José Luis Rodríguez Zapatero, presidente del gobierno español, solicitó al presidente en ejercicio del Consejo Europeo, al dirigente francés Nicolas Sarkozy, una cumbre extraordinaria en París de gobernantes de los países del Eurogrupo a fin de definir un plan de acción conjunto y consensuar una respuesta “fuerte y coordinada” de los países que comparten el euro como moneda.
Forman parte del Eurogrupo sólo 15 de los 27 estados de la UE: Alemania, Austria, Bélgica, Chipre, Eslovenia, España, Finlandia, Francia, Grecia, Holanda, Irlanda, Italia, Luxemburgo, Malta y Portugal.
A la reunión de París están invitados también los máximos responsables de las dos instituciones supranacionales involucradas en la gestión de la moneda única en la Unión Europea: el presidente del Banco Central Europeo (BCE), Jean-Claude Trichet, y el de la Comisión ejecutiva de Bruselas, Jose Manuel Durâo Barroso.
Mientras se daban los pormenores de esta reunión, en Francfort, Alemania, el BCE adjudicaba 93 mil 878 millones de dólares, a cuatro días, a un tipo de interés marginal del 0.5%, en una operación extraordinaria para inyectar liquidez.

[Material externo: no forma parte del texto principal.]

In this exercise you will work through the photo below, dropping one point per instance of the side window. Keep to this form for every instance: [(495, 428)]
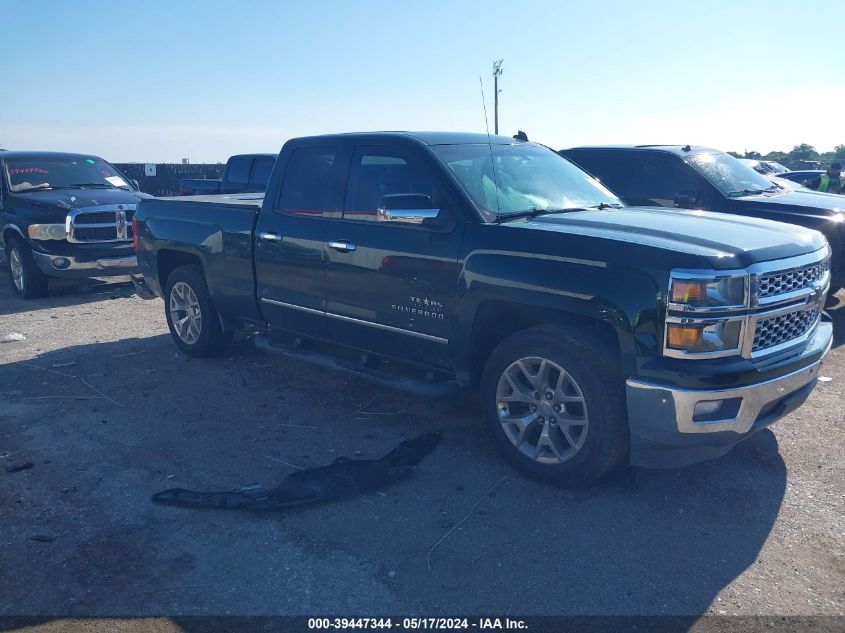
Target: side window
[(238, 170), (261, 170), (659, 181), (380, 171), (308, 188)]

El BCE informó de que fueron 62 bancos los que participaron en esta operación de refinanciación, aunque no agotaron los 100 mil millones que estaban a su disposición. La operación se realizó en el marco del acuerdo de divisas recíproco (línea swap) que mantiene el BCE con la Reserva Federal estadounidense (Fed).
La Fed y el BCE acordaron a principios de octubre duplicar su acuerdo desde 120 mil hasta 140 mil millones de dólares para aumentar la provisión de liquidez en dólares en la zona del euro.
Los responsables europeos empiezan a no poder ocultar su inquietud, después de una semana negra en las Bolsas en la que han visto cómo el pánico resistía todas las medidas tomadas para apuntalar el sistema y restaurar la confianza de los inversores: recapitalizaciones, nacionalizaciones, aumento de las garantías sobre los depósitos, inyecciones ilimitadas de liquidez por parte del BCE y rebajas de los tipos de interés.
No obstante, este panorama, el miembro del consejo de gobierno del Banco Central Europeo, Christian Noyer, dijo el viernes que la inflación de la zona euro podría caer por debajo de 2% el año que viene y que un recorte coordinado de las tasas de interés no podría en riesgo la estabilidad de precios.
Pero a pesar del esfuerzo, las medidas extraordinarias y del entusiasmo de funcionarios europeos, las bolsas de muchas naciones de este continente cerraron la semana con pérdidas por encima de 20%. En una jornada tan negra como las precedentes, la bolsa española registró la mayor caída de su historia, 9.14%, y el DAX 30 de Fráncfort 7.01%.
El BCE advirtió de que la turbulencia afecta a la economía real más de lo previsto, por lo que la esperanza está puesta en la reunión que tendrá este fin de semana el G-7.